Agnès haussa les épaules et fixa la rue au travers de la fenêtre. Beaucoup de gens avaient rapporté des choses, que Sammy avait écoutées avec beaucoup plus d’attention qu’il en avait eu pour elle. Au-delà de l’humiliation publique, c’était le manque cruel de confiance qui l’avait retournée. Agnès aurait voulu lui jeter sa colère en vrac à la figure, mais elle connaissait trop bien leurs caractères : si elle s’échauffait tout de suite, il n’irait jamais au bout de ce qu’il voulait dire et finirait par partir en claquant la portière. Agnès en avait plus qu’assez de son caractère de cochon, mais elle espérait, d’une minuscule flammèche d’espoir, qu’il lui demanderait pardon.

« Que s’est-il vraiment passé ? » osa-t-il enfin, gentiment. Bon, plus contritement que gentiment, mais c’était déjà une belle progression par rapport à la première fois.

« Rien de spécial. Le grand classique : elle avait vraiment trop bu, j’avais pris un ou deux verres de trop, nous nous sommes draguouillées, nous avons couché ensemble, elle est partie finir la fête ailleurs. Il n’y avait vraiment pas de quoi en faire un fromage. Ça arrive tout le temps, ce genre de choses.

— Oui, eh bien, ça arrive tout le temps, mais pas avec ma sœur, et pas avec… une autre femme.

— C’est Chloé, le problème ? Tu es amoureux d’elle et ça te rend malade que je l’ai touchée ?

— Mais je m’en fous de cette fille ! C’est Ben qui est raide d’elle ! »

Agnès plissa les yeux, surprise par cette affirmation qu’elle aurait pourtant dû anticiper, mais le moment était très mal choisi pour se pencher sur les histoires de cœur de Ben.

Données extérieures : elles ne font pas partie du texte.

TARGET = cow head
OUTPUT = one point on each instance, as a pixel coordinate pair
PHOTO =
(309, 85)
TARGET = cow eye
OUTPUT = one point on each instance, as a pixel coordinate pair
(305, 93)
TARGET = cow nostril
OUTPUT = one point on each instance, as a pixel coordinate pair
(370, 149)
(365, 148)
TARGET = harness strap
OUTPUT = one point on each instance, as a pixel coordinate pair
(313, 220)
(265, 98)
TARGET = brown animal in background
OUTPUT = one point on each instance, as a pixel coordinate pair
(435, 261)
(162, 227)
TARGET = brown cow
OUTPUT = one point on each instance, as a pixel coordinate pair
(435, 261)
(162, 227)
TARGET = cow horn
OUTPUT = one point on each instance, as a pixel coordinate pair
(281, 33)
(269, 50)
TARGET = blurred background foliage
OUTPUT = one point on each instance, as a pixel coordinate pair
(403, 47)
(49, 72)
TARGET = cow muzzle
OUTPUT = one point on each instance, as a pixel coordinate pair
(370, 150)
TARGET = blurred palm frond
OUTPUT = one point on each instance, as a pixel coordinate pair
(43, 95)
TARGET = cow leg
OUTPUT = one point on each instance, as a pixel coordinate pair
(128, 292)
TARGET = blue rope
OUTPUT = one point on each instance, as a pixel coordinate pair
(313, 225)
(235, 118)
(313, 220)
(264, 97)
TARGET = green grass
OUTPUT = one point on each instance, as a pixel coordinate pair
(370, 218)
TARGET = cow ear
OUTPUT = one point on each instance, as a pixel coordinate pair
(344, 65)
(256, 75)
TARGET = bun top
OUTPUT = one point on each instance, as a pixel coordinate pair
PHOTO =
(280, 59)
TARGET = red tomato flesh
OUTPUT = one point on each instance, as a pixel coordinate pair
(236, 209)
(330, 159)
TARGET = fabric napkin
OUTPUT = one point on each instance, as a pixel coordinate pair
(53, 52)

Elle enchaîna sans rater un battement :

« Tu m’aurais dit la même chose si j’avais couché avec un mec ?

— Non.

— Pourquoi ?

— C’est dans l’ordre des choses. »

Agnès se retourna vivement vers lui, prête à mordre. Elle lui cracha son ressentit :

« C’est dans l’ordre des choses qu’un connard à qui j’ai rien demandé me colle les mains aux fesses, mais pas que je passe un super moment avec une fille que j’appréciais ?

— Ne mélange pas les sujets…

— Je ne mélange rien du tout, c’est complètement lié ! Tu levais à peine le petit doigt quand je me faisais siffler dans la rue, par des gars plus vieux que toi, mais tu montes au créneau contre Chloé alors qu’elle a été super douce ? »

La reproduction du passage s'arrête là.